С проселка повернули на тракт — каменные плиты были накатаны, черно блестели, как смазанные маслом, и будто поэтому ноги еще больше скользили, разъезжались. По тракту грохотала танковая колонна, и черешни по обочинам в испуге подрагивали листочками. Скворцов скользил подошвами, подламывался в коленях, но он был почти равнодушен к танкам, скрежещущим, ревущим, рождающим вихри. Подбеленные стволы, ветки и листики подрагивали, а плодов не видать: проезжие и прохожие попользовались, птицы склевали. Блеснул пруд, и пленные посыпались к нему с насыпи. Конвойные орали, били прикладами, протарахтела предупредительная очередь, но остановить людей было нельзя. Им, полсуток не сделавшим глотка, вода была важней, чем жизнь. И немцы это поняли, смирились. Скворцов стоял на коленях, зачерпывал теплую мутную воду и пил, пил. Пил, будто ел, — набивал живот водой. И голод будто приглох. От пруда отрывались отяжелевшие, со вспученными животами, кто имел фляги — наполнил. Карабкались на насыпь, подгоняемые теми же криками и ударами конвоиров. На тракте кое-как построились в колонну — и задвигались, заколыхались. И на этот раз Скворцов, Лобода и рыжий пехотинец, которого звали Митей, оказались в последних рядах. Солнце жгло, выпитая вода выходила потом, заливало глаза. Вода в брюхе булькает в такт шагам. И словно та же вода струится перед взором — над трактом, на весу. И Скворцов, что бредет в толпе пленных, задыхающийся, скрюченный, вспоминает: рубит строевым на плацу, а оркестр сверкает медью, а курсанты поют в лад трубам. И старшина-сверхсрочник, перекрывая пение, командует: «Р-раз! Р-раз! Р-раз, два, три! Левой, левой!» Курсант Скворцов тянет носок, впечатывает подошву в асфальт, преданно косит на старшину, поет во всю глотку. И уж как ему хорошо: майские кумачи, медь оркестра, на трибуне училищное начальство, перед трибуной рубят строевым будущие пограничные командиры.

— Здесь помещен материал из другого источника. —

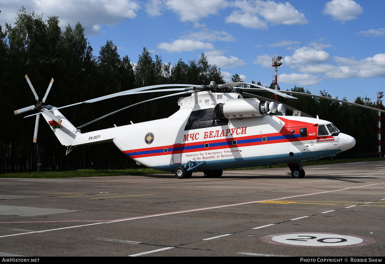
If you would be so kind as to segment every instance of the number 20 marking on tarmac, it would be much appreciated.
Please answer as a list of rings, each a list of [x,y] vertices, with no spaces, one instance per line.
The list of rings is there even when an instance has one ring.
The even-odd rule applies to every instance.
[[[323,233],[275,234],[261,239],[271,244],[303,247],[357,246],[375,242],[370,237]]]

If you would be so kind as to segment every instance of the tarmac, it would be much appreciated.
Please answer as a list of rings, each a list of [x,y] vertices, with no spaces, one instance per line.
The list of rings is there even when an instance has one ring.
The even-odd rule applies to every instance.
[[[385,254],[385,161],[0,179],[0,256],[365,257]]]

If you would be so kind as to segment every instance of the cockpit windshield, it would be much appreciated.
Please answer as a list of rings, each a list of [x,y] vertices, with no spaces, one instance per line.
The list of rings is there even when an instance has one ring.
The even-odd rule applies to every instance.
[[[332,123],[318,125],[318,137],[330,135],[336,135],[339,132],[340,130]],[[335,133],[336,134],[336,135]]]

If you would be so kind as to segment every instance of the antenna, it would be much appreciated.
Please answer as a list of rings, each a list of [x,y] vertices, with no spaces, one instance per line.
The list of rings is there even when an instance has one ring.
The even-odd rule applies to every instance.
[[[378,104],[378,109],[381,109],[381,98],[383,96],[383,92],[377,92],[377,102]],[[378,140],[378,157],[381,156],[381,112],[378,111],[378,122],[377,123],[377,126],[378,127],[378,134],[377,135],[377,138]]]
[[[277,74],[278,72],[278,67],[282,65],[283,62],[281,61],[282,59],[282,57],[280,56],[277,56],[276,57],[275,56],[272,58],[272,60],[273,61],[273,67],[274,67],[275,70],[275,75],[273,76],[274,77],[274,89],[278,90],[278,82],[277,81]],[[278,95],[277,94],[274,94],[273,95],[274,100],[275,101],[278,100]]]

Что, он в плену? Конвойные гонят, безоружного и бессильного? Куда гонят? В лагерь, в тюрьму. А может, и расстреляют. Он же лейтенант, комсостав, член ВКП(б). И документы все при нем, в левом кармане, нагрудном, у сердца…

Сошли с тракта, потащились по большаку, тоже обсаженному черешнями, — к лесу. Куда все-таки идем? Солнце то слева, то справа, то бьет в зрачки. И от этого чередовалия еще невыносимей кружится голова. Лес, синий, густой, зовущий тенью, вставал впереди, приподнимаясь и расширяясь постепенно. Там, едва вступили в застойные, душные тени берез и кленов, все и случилось.